Running this command will crack the password of this zip file. After extracting this zip, we’ll have few text files in which one of them contains our second flag.
Other than zip, we have an image file. Opening the image gives default Tryhackme’s image. For extracting some additional hidden details from an image we can run exiftool but in this case doesn’t gave us anything useful. For further forensics, the image might contain some secret using steganography. So for trying that, we will use steghide which helps in extracting as well as embedding some secret in image.

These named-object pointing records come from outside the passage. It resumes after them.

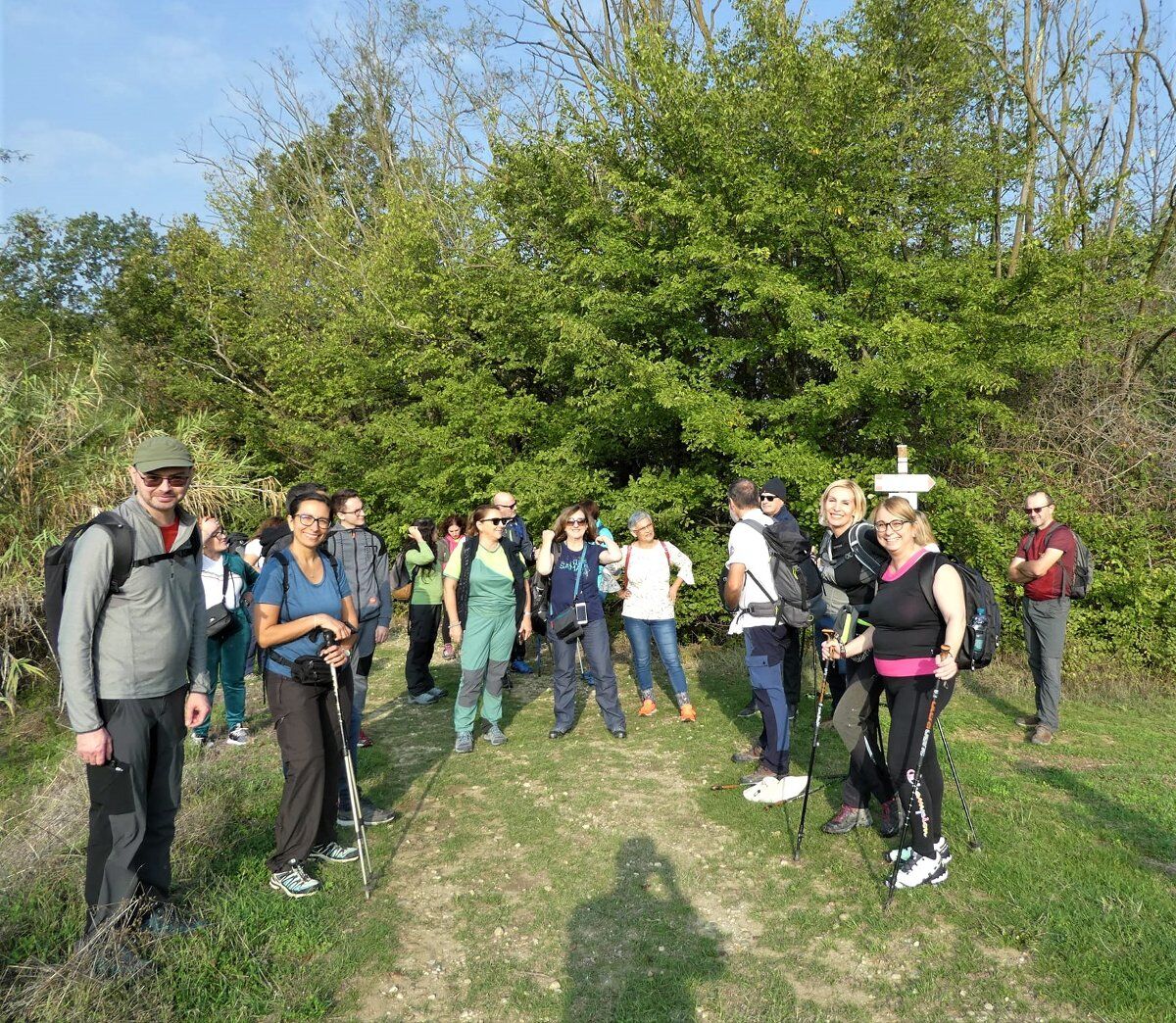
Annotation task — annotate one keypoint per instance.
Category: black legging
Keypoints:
(868, 775)
(909, 701)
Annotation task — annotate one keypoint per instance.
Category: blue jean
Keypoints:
(765, 648)
(663, 632)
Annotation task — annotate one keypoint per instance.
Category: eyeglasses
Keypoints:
(310, 520)
(153, 480)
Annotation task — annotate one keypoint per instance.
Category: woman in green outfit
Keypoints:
(488, 601)
(426, 561)
(226, 580)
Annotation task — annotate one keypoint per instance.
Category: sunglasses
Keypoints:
(153, 480)
(310, 520)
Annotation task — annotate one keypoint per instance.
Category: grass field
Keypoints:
(595, 880)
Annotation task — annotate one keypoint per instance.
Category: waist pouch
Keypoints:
(311, 670)
(219, 618)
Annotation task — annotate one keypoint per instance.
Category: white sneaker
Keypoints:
(920, 870)
(776, 791)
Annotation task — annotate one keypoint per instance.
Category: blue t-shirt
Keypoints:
(564, 580)
(303, 599)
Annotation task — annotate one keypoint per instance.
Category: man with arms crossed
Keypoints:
(1045, 565)
(134, 679)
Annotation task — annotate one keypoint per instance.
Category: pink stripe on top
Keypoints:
(891, 575)
(905, 667)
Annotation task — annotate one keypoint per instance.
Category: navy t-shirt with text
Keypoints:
(564, 580)
(303, 599)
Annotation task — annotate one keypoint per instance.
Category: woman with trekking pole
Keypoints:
(648, 610)
(488, 601)
(452, 530)
(917, 624)
(851, 561)
(568, 561)
(301, 603)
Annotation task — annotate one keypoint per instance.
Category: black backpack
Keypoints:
(982, 614)
(794, 574)
(122, 536)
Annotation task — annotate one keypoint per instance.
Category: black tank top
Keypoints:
(905, 623)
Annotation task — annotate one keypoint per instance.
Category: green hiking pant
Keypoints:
(485, 656)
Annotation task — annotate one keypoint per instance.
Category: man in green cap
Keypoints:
(134, 679)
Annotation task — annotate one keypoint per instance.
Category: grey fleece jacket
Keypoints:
(364, 558)
(148, 640)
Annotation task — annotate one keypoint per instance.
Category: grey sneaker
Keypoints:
(334, 852)
(294, 881)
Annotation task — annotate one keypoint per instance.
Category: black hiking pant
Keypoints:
(310, 738)
(133, 801)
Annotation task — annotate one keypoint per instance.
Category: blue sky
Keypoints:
(103, 95)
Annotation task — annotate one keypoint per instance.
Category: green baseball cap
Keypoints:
(162, 453)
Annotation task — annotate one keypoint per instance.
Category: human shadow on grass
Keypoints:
(638, 951)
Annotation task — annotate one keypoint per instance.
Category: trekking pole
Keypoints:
(914, 788)
(816, 744)
(973, 841)
(353, 791)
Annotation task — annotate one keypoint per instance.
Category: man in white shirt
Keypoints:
(751, 594)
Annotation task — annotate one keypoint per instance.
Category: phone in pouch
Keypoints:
(111, 788)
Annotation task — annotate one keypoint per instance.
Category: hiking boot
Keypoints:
(846, 820)
(423, 699)
(334, 852)
(166, 921)
(920, 870)
(941, 850)
(750, 755)
(119, 962)
(891, 818)
(294, 881)
(373, 815)
(1042, 736)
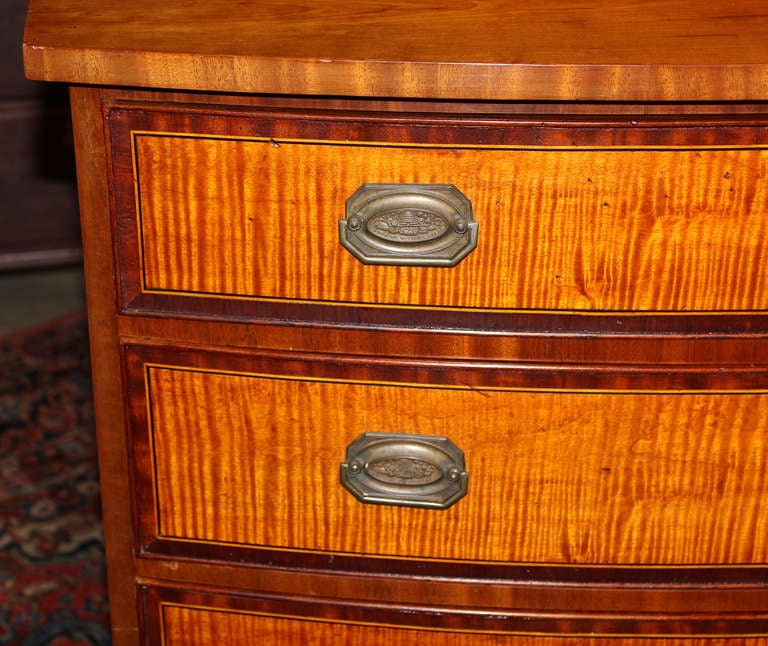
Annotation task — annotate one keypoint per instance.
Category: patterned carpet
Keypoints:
(52, 578)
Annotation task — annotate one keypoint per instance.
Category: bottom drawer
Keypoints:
(189, 618)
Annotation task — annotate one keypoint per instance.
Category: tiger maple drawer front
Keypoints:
(245, 208)
(188, 618)
(241, 454)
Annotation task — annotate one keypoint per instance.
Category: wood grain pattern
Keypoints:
(581, 478)
(491, 49)
(634, 230)
(105, 361)
(189, 626)
(190, 617)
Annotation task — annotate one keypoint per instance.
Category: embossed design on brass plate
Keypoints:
(403, 469)
(427, 225)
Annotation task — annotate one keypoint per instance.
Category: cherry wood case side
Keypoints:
(214, 617)
(96, 225)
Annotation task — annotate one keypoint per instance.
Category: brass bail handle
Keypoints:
(427, 225)
(402, 469)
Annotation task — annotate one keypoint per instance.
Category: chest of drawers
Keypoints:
(425, 325)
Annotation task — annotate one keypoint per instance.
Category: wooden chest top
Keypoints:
(670, 50)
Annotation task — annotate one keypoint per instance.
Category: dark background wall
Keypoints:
(38, 215)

Here we used empty passphrase string and it extracted the hidden secret to christmasmonster.txt file. Reading the file will give us our final flag.
[Day 7] [Task 12] — Skilling Up
Deploy the given machine. For finding open ports, services running, etc, we will run nmap.
Here, i used -A flag for aggressive scan to make task easier but we can scan for specific things by specifying flags such as,
-Ofor OS discovery-sVfor enumerting services’ verion-p-1000for scanning ports 1–1000
After scan is finished, we will get all our answer. On port 999 there is a http server running. Visiting this server via browser will reveal the required file name.